Note
This page is a reference documentation. It only explains the function signature, and not how to use it. Please refer to the user guide for the big picture.
8.10.6. nilearn.plotting.plot_img¶
nilearn.plotting.
plot_img
(img, cut_coords=None, output_file=None, display_mode='ortho', figure=None, axes=None, title=None, threshold=None, annotate=True, draw_cross=True, black_bg=False, colorbar=False, resampling_interpolation='continuous', bg_img=None, vmin=None, vmax=None, **kwargs)¶Plot cuts of a given image (by default Frontal, Axial, and Lateral)
- Parameters
- imgNiimg-like object
See http://nilearn.github.io/manipulating_images/input_output.html
- cut_coordsNone, a tuple of floats, or an integer, optional
The MNI coordinates of the point where the cut is performed If display_mode is ‘ortho’ or ‘tiled’, this should be a 3-tuple: (x, y, z) For display_mode == ‘x’, ‘y’, or ‘z’, then these are the coordinates of each cut in the corresponding direction. If None is given, the cuts is calculated automaticaly. If display_mode is ‘x’, ‘y’ or ‘z’, cut_coords can be an integer, in which case it specifies the number of cuts to perform
- output_filestring, or None, optional
The name of an image file to export the plot to. Valid extensions are .png, .pdf, .svg. If output_file is not None, the plot is saved to a file, and the display is closed.
- display_mode{‘ortho’, ‘tiled’, ‘x’, ‘y’, ‘z’, ‘yx’, ‘xz’, ‘yz’}
Choose the direction of the cuts: ‘x’ - sagittal, ‘y’ - coronal, ‘z’ - axial, ‘ortho’ - three cuts are performed in orthogonal directions, ‘tiled’ - three cuts are performed and arranged in a 2x2 grid. Default=’ortho’.
- figureinteger or matplotlib figure, optional
Matplotlib figure used or its number. If None is given, a new figure is created.
- axesmatplotlib axes or 4 tuple of float: (xmin, ymin, width, height), optional
The axes, or the coordinates, in matplotlib figure space, of the axes used to display the plot. If None, the complete figure is used.
- titlestring, optional
The title displayed on the figure.
- thresholda number, None, or ‘auto’, optional
If None is given, the image is not thresholded. If a number is given, it is used to threshold the image: values below the threshold (in absolute value) are plotted as transparent. If auto is given, the threshold is determined magically by analysis of the image.

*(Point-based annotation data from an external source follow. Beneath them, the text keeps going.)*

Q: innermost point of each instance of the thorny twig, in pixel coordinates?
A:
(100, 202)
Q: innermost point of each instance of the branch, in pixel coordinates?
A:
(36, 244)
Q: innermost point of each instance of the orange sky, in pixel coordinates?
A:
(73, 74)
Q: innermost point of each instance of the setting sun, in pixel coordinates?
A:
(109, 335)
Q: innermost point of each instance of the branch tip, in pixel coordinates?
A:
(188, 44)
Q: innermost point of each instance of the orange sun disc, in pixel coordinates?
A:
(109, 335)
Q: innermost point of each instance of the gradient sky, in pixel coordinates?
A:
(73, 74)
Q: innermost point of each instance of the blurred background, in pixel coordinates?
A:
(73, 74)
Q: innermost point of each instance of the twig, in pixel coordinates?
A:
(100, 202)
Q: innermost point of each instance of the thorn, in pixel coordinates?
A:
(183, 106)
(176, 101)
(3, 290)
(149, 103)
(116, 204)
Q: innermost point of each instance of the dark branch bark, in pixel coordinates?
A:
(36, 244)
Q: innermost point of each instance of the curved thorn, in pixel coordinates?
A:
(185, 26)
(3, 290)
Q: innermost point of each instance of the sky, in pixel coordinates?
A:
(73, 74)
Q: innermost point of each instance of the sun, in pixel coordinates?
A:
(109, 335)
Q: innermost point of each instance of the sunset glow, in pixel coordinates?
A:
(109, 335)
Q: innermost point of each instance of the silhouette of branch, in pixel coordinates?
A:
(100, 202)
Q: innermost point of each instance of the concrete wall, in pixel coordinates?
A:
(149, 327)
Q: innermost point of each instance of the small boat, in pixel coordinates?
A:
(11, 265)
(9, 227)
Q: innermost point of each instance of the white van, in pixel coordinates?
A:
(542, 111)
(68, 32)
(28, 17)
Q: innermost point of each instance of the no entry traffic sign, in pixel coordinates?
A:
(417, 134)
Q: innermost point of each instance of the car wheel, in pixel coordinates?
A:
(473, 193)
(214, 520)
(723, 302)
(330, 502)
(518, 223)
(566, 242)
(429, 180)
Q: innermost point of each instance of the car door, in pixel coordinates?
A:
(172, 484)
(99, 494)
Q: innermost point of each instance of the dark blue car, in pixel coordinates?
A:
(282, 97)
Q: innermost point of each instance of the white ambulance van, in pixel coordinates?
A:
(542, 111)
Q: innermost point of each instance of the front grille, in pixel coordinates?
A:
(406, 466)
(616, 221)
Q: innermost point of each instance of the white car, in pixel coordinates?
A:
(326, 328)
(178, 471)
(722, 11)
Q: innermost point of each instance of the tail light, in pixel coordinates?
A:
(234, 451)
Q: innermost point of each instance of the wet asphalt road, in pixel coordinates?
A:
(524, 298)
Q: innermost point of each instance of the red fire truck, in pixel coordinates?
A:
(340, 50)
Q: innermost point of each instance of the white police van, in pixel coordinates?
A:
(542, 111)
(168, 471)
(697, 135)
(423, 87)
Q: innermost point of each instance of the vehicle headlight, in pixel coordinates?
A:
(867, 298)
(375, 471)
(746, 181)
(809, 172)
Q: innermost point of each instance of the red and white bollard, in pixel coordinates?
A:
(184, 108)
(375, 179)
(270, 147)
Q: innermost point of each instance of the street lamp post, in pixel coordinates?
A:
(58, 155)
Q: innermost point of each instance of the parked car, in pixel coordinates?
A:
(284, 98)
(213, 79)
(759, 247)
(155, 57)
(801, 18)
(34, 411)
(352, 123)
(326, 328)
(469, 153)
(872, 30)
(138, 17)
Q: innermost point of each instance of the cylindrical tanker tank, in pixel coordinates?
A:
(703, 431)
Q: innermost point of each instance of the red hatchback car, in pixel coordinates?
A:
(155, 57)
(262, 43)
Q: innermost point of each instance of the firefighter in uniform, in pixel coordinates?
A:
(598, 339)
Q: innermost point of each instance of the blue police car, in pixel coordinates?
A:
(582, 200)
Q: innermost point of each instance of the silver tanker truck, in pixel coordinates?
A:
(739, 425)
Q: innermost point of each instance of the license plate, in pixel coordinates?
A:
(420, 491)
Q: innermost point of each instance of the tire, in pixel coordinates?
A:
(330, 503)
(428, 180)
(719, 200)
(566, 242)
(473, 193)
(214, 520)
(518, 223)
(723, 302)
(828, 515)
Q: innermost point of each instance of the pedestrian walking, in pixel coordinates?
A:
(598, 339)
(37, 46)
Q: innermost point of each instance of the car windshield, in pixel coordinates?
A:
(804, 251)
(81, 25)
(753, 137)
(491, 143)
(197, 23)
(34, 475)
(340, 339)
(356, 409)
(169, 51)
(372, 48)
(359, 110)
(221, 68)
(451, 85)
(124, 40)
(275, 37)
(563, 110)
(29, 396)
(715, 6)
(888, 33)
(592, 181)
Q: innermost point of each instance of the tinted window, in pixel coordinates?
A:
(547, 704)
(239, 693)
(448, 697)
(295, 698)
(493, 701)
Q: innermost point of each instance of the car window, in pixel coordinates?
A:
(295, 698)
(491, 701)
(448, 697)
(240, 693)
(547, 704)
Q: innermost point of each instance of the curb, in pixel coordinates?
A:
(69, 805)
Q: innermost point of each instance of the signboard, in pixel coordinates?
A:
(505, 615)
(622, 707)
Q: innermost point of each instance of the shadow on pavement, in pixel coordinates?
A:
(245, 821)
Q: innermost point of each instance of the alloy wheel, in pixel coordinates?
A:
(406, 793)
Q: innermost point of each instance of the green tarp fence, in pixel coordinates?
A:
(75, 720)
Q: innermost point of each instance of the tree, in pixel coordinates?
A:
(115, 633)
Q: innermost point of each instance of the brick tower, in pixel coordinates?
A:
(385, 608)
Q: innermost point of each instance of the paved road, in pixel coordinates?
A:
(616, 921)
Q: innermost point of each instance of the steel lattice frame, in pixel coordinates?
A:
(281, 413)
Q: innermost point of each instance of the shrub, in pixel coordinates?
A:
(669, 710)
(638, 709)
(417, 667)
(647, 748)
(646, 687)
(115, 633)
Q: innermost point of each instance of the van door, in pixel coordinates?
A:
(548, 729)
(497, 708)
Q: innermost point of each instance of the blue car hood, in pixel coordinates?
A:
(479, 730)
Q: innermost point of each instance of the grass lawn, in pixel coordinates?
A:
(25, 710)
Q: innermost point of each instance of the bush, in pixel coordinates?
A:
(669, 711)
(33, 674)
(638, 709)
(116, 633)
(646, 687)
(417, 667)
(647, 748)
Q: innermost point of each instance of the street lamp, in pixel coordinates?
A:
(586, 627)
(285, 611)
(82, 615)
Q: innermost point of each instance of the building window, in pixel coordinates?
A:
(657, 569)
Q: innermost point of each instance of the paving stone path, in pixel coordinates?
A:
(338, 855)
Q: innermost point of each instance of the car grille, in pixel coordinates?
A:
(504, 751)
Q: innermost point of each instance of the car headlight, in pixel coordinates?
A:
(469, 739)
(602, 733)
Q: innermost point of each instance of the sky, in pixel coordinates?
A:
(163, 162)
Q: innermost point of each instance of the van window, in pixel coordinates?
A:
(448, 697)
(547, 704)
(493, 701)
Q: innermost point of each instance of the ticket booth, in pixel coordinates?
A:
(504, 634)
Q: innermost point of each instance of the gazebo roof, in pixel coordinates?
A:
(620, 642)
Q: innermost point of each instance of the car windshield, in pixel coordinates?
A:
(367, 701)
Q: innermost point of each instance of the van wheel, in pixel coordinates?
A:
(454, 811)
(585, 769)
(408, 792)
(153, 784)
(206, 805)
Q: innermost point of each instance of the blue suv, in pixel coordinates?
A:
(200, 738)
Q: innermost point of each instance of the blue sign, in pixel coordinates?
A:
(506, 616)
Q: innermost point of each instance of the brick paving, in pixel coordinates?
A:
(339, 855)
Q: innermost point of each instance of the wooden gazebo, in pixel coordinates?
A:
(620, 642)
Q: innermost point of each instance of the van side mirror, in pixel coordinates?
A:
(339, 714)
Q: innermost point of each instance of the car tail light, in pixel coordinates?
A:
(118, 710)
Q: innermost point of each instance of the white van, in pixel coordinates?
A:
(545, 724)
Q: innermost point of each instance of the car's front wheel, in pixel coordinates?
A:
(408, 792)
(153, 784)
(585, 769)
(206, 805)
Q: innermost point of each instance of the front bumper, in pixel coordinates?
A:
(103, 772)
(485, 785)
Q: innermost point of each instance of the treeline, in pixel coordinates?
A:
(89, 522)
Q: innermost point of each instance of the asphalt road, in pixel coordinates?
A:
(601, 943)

- annotateboolean, optional
If annotate is True, positions and left/right annotation are added to the plot. Default=True.
- decimalsinteger, optional
Number of decimal places on slice position annotation. If False (default), the slice position is integer without decimal point.
- draw_crossboolean, optional
If draw_cross is True, a cross is drawn on the plot to indicate the cut plosition. Default=True.
- black_bgboolean, optional
If True, the background of the image is set to be black. If you wish to save figures with a black background, you will need to pass “facecolor=’k’, edgecolor=’k’” to matplotlib.pyplot.savefig. Default=False.
- colorbarboolean, optional
If True, display a colorbar on the right of the plots. Default=False.
- resampling_interpolationstr, optional
Interpolation to use when resampling the image to the destination space. Can be “continuous” to use 3rd-order spline interpolation, or “nearest” to use nearest-neighbor mapping. “nearest” is faster but can be noisier in some cases. Default=’continuous’.
- bg_imgNiimg-like object, optional
See http://nilearn.github.io/manipulating_images/input_output.html The background image that the ROI/mask will be plotted on top of. If nothing is specified, no background image is plotted.
- vminfloat, optional
Lower bound of the colormap. If None, the min of the image is used.
- vmaxfloat, optional
Upper bound of the colormap. If None, the max of the image is used.
- kwargsextra keyword arguments, optional
Extra keyword arguments passed to matplotlib.pyplot.imshow.